Engine support

Janis currently support 2 engines:

  • CWLTool
  • Cromwell

Both of these engines have their limitations, and there will instructions in this document about those limitations and how they can be installed / configured.

CWLTool

CWLTool is the reference implementation for the Common Workflow Language (CWL). It’s command line driven and can use Docker / Singularity for container driven processes. Unsurprisingly Janis transpiles your workflow to CWL to run with CWLTool.

Limitations

CWLTool only runs one tool at a time in serial. Even though there is a parallel mode, this isn’t production stable, and Janis can’t provide accurate metadata and progress tracking with this mode. CWLTool by itself also doesn’t have the ability to submit to batch systems. With some configuration, the manager of Janis (that spins up CWLTool) can be submitted to a Batch System.

Janis determines the progress of your workflow by processing the stdout and converting it into the internal Workflow metadata models.

Known issues:

Installation notes

The base CWLTool can be installed through Pip, see other installation methods here: GitHub: common-workflow-language.cwltool.

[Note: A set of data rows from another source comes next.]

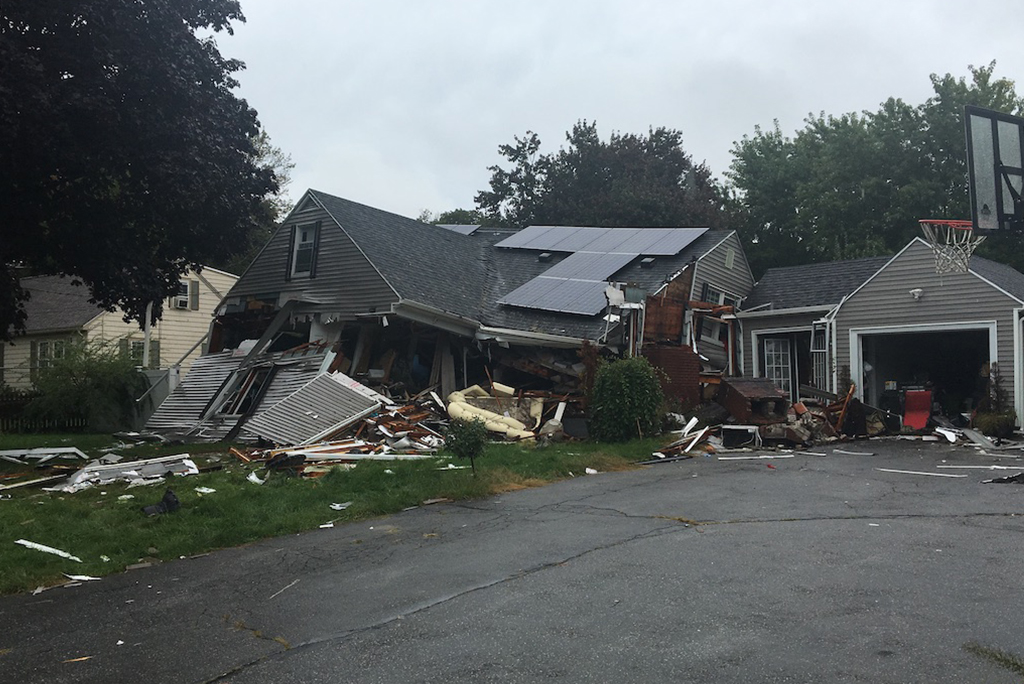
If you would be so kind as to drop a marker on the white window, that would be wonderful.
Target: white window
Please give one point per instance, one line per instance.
(303, 250)
(777, 364)
(49, 351)
(137, 351)
(819, 355)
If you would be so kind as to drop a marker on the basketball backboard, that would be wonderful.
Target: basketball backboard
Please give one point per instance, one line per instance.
(995, 162)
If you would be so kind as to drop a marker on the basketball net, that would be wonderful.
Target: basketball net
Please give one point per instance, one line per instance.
(952, 243)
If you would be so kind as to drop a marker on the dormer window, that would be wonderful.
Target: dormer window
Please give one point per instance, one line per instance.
(304, 242)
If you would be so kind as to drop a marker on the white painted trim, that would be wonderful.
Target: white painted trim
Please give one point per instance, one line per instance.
(1018, 365)
(756, 343)
(857, 334)
(766, 313)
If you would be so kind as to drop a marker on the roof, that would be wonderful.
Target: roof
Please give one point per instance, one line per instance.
(467, 274)
(417, 259)
(55, 304)
(812, 285)
(510, 268)
(999, 274)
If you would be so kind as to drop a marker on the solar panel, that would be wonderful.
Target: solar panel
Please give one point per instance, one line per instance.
(657, 242)
(564, 296)
(589, 265)
(462, 228)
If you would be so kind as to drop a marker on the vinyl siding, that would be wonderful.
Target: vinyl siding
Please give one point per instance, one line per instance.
(780, 322)
(735, 283)
(17, 357)
(179, 330)
(951, 298)
(345, 282)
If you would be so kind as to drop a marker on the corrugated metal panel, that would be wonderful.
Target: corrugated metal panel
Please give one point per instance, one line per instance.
(318, 405)
(183, 408)
(289, 377)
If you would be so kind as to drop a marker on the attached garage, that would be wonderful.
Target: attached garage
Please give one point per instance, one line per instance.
(909, 328)
(952, 361)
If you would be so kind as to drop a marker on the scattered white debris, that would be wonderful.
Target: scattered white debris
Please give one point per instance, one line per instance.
(283, 590)
(48, 549)
(918, 472)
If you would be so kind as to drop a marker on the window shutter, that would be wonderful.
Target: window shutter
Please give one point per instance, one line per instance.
(291, 253)
(312, 263)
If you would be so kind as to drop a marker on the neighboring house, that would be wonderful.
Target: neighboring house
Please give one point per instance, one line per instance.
(58, 312)
(396, 299)
(904, 326)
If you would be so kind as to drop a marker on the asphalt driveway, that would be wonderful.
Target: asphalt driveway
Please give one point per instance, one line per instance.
(817, 569)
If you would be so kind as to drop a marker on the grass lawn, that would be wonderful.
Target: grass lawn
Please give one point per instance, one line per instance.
(109, 531)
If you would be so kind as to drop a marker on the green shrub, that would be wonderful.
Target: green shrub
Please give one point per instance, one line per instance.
(92, 381)
(627, 400)
(466, 438)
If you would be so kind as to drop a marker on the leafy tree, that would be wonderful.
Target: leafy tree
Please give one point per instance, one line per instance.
(467, 439)
(627, 400)
(631, 180)
(852, 185)
(125, 158)
(93, 381)
(275, 206)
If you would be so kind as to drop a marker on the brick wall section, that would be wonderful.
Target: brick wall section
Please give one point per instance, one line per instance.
(664, 313)
(683, 370)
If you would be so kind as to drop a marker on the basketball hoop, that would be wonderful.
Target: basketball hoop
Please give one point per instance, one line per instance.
(952, 242)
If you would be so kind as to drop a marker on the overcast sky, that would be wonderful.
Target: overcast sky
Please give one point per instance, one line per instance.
(401, 103)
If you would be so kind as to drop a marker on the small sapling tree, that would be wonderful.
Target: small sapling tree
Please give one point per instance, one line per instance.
(467, 438)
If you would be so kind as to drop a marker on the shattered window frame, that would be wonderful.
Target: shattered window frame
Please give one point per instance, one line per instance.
(303, 249)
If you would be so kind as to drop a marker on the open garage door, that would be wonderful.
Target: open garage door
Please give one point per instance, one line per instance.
(951, 362)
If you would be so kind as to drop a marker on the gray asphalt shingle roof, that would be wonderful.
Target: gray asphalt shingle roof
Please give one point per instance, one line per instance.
(423, 262)
(812, 285)
(999, 274)
(466, 274)
(55, 304)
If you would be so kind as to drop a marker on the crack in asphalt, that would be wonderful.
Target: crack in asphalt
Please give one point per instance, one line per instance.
(415, 609)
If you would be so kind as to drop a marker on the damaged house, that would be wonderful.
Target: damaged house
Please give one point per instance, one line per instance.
(403, 305)
(890, 325)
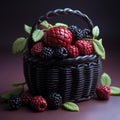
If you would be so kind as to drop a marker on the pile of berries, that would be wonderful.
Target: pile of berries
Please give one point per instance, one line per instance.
(62, 42)
(37, 103)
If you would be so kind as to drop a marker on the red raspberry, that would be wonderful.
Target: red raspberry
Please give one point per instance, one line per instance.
(36, 49)
(26, 98)
(72, 51)
(58, 37)
(85, 47)
(38, 103)
(103, 92)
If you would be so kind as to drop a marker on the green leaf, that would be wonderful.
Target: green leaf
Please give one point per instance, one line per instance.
(17, 84)
(99, 48)
(71, 106)
(95, 31)
(60, 24)
(37, 35)
(16, 91)
(45, 24)
(19, 44)
(114, 90)
(105, 79)
(27, 29)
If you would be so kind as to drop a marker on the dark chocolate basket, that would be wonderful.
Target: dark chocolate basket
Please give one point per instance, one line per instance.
(75, 79)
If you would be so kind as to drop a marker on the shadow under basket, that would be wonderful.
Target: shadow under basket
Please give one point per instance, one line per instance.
(75, 79)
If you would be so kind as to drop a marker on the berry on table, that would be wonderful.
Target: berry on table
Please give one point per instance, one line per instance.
(85, 47)
(38, 103)
(14, 102)
(58, 37)
(103, 92)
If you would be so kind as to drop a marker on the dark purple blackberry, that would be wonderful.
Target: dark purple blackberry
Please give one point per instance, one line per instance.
(54, 100)
(14, 102)
(77, 33)
(86, 33)
(61, 53)
(46, 53)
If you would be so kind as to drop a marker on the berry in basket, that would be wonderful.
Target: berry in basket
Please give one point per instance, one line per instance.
(61, 62)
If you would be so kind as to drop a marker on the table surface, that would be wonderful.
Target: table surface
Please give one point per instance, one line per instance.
(12, 71)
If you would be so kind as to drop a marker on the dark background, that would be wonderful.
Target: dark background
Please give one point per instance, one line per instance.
(14, 14)
(104, 13)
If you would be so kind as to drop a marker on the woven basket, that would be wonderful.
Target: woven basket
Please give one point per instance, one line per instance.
(75, 79)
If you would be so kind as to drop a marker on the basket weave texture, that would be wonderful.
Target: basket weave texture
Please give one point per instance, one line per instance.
(75, 79)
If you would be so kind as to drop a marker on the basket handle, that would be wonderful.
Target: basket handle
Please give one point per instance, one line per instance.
(67, 11)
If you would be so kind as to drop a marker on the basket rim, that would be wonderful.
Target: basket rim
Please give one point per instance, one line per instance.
(28, 58)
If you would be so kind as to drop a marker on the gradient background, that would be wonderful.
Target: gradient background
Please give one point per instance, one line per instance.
(14, 14)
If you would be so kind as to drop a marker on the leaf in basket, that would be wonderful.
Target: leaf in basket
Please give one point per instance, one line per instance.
(19, 44)
(27, 29)
(71, 106)
(16, 91)
(17, 84)
(37, 35)
(60, 24)
(99, 48)
(105, 79)
(114, 90)
(44, 24)
(95, 31)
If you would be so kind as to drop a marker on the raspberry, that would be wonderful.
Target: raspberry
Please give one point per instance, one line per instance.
(38, 103)
(77, 33)
(26, 98)
(54, 101)
(46, 53)
(72, 51)
(85, 47)
(103, 92)
(58, 37)
(14, 102)
(36, 49)
(60, 52)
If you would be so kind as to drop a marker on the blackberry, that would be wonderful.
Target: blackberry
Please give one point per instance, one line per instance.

In addition Node should be installed, otherwise CWLTool is going to try and call out to Docker to run a node server. This doesn’t always work in shared environments.

Cromwell

Cromwell is a workflow engine produced by the Broad Institute. It is very customisable for shared file systems (HPCs) and supports cloud computation through GCP (and supposed AWS).

Limitations:

CWL provides no pub-sub method for workflow notifications. Progress tracking is provided through requesting the metadata from the REST endpoint, and transforming this metadata into a recognised format for Janis. This metadata becomes quite large as the workflow grows, so is polled every 5-6 seconds.

Installation notes:

Cromwell requires a Java 8 runtime environment, this must be loaded at submit for Janis to start Cromwell. Janis looks in the following places for a Cromwell jar:

  • Environment (path): JANIS_CROMWELLJAR
  • Configuration (path) : cromwell.jarpath
  • ConfigDir (globbed): Searches inside the configDir for the pattern: "cromwell-*.jar" (default ~/.janis/).

If no version of cromwell is found, then the latest version is downloaded from GitHub and placed in the config dir.

MySQL

Additionally, Janis (expected >= v0.8.0) will attempt to start a MySQL container for persistence, stability and eventually call caching of Cromwell. This is facilitated using Docker or Singularity. By default this is Docker, and can currently only be configured using an environment template.

The data files for MySQL are stored within your task execution directory, as a workflow gets larger these database files might grow in size. MySQL can be disabled using the --no-mysql flag on the CLI for run.

Unsupported engines

Here are a couple of other engines that we tried, but either haven’t got them working yet or they don’t quite fit our purposes.

Toil

Toil is primarily Python API driven workflow, it supports CWL through a bridge that uses CWLTool to parse and run the jobs. Although it is a good candidate for Janis, it’s difficult to determine the progress of a workflow through the internal job store. It might be possible to generate the workflow in a particular way and rewrite the CWLToil bridge and parse the –stats output, but it was infeasible for this project.

MiniWDL

MiniWDL is an alternative engine for WDL support. miniWDL runs the exemplar WGS pipelines as expected on targeted panels, but no investigation has been completed how to obtain progress information or whether it can be configured to work with batch systems, the cloud or with singularity.